Regardless of whether the devices affect rain patterns, the anger by farmers over the operations of the automaker has much deeper roots. Puebla is the third poorest state in Mexico, with six out of every ten residents living in poverty. Between 2010 and 2015, poverty increased by up to 25 percent in more than half of the state’s municipalities. As the demands of the farmers makes clear, their concerns are bound up with a lack of social services and a precarious existence that can be threatened by a few months without rain.
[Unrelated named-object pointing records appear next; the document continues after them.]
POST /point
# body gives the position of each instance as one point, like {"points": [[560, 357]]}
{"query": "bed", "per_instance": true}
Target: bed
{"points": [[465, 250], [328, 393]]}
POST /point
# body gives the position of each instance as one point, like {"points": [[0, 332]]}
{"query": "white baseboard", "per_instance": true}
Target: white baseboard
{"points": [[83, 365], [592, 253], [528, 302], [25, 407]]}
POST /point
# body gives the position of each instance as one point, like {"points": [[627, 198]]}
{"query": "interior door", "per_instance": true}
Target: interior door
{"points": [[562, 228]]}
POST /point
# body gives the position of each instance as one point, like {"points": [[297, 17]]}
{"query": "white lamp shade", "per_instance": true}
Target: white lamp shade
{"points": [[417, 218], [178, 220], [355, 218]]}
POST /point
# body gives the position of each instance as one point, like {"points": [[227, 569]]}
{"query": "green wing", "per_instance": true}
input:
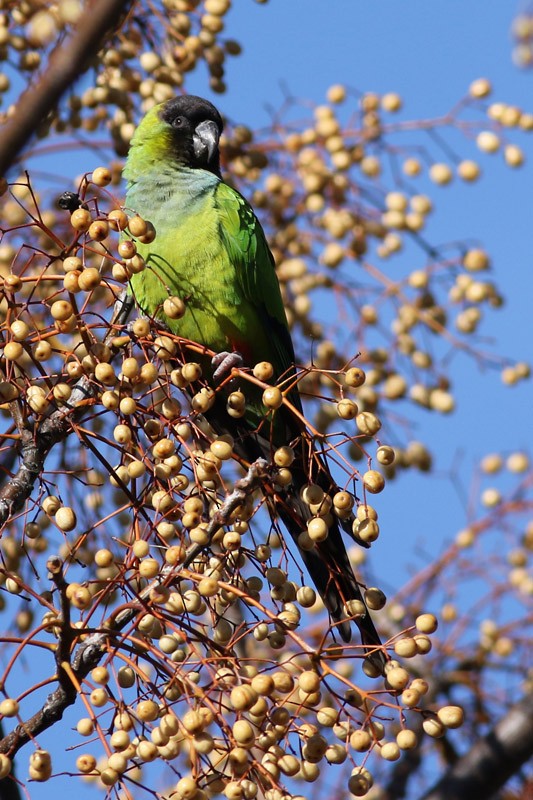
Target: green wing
{"points": [[250, 255]]}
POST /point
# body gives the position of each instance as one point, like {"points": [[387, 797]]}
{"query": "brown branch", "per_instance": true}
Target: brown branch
{"points": [[34, 448], [90, 651], [67, 62], [489, 764]]}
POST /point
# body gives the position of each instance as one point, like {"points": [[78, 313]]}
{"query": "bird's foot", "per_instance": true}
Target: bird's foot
{"points": [[224, 363]]}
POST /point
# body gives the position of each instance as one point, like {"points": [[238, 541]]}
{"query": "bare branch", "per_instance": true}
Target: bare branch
{"points": [[492, 760], [67, 62]]}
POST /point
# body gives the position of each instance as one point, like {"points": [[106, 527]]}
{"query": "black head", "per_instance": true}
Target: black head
{"points": [[196, 128]]}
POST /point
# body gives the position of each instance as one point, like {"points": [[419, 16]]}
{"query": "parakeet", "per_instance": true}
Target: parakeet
{"points": [[211, 251]]}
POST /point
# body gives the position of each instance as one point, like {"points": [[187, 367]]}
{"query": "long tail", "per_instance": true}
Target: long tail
{"points": [[327, 562]]}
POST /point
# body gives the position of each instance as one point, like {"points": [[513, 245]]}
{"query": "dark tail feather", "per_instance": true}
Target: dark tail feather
{"points": [[332, 574], [327, 563]]}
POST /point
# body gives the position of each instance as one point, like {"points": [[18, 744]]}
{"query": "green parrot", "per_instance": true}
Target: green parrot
{"points": [[211, 251]]}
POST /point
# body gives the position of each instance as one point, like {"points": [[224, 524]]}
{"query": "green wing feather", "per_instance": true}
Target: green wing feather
{"points": [[252, 260]]}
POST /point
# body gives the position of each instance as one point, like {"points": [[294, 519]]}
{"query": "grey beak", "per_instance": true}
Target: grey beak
{"points": [[205, 140]]}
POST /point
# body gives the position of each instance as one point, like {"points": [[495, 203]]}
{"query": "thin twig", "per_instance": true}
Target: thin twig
{"points": [[68, 61]]}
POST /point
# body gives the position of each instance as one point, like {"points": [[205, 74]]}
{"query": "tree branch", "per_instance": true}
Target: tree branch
{"points": [[67, 62], [492, 760]]}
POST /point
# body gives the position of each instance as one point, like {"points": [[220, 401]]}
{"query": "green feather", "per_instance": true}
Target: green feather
{"points": [[211, 251]]}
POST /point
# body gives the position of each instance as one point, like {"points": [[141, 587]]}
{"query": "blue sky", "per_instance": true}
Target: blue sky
{"points": [[429, 52]]}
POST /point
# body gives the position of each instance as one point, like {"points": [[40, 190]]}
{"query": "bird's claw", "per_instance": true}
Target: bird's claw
{"points": [[224, 363]]}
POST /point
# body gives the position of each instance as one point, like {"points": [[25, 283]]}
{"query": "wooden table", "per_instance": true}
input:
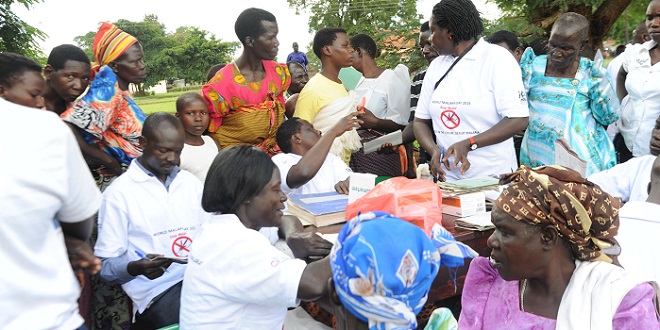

Meanwhile, another battle is brewing with 9,300 workers who are in the midst of contract negotiations with the automaker. Volkswagen is offering only a 2.5 percent increase—a figure that amounts to a wage cut when considering that inflation reached 6.7 percent in 2017. Volkswagen is determined to keep wages down as negotiations between Mexico, the US, and Canada continue over the North American Free Trade Agreement (NAFTA), in which the auto sector has been a sticking point. The deadline to announce a strike is August 18.

The Volkswagen Workers Independent Union (Sitiavw), a tried and tested pro-capitalist union, has already repeatedly betrayed workers during contract negotiations. In 2017, during the last contract negotiations, the workers received a 6.5 percent raise. This was dubbed the largest raise in the union’s history, but in reality the increase was entirely eaten up by inflation and was a little more than half of the 12 percent that the workers had originally demanded. Now, the union has climbed down to a 10 percent raise from its starting point of 13 percent.

To guarantee their demands for high wages and fully funded social services, autoworkers and farmers are each other’s most natural allies. At the source of each respective struggle is the crisis of the capitalist system, which places profits above the needs of the working class, whether it be through attacks on wages or squeezing money from social services to pay for militarism and war. There is more than enough money to guarantee each worker a high standard of living. Volkswagen recorded over $15.6 billion in profits in 2017, enough to give each of its workers a $25,000 raise.

The Puebla autoworkers and farmers should not rely on the government or the nationalist trade unions, which are on the side of the corporations in every struggle. To achieve their demands against this transnational corporation, they too should form international links with workers all over the world. These new organizations—democratically elected rank-and-file committees—must unite workers across nationalities and backgrounds in a common fight to reorganize society based on human need, not private profit.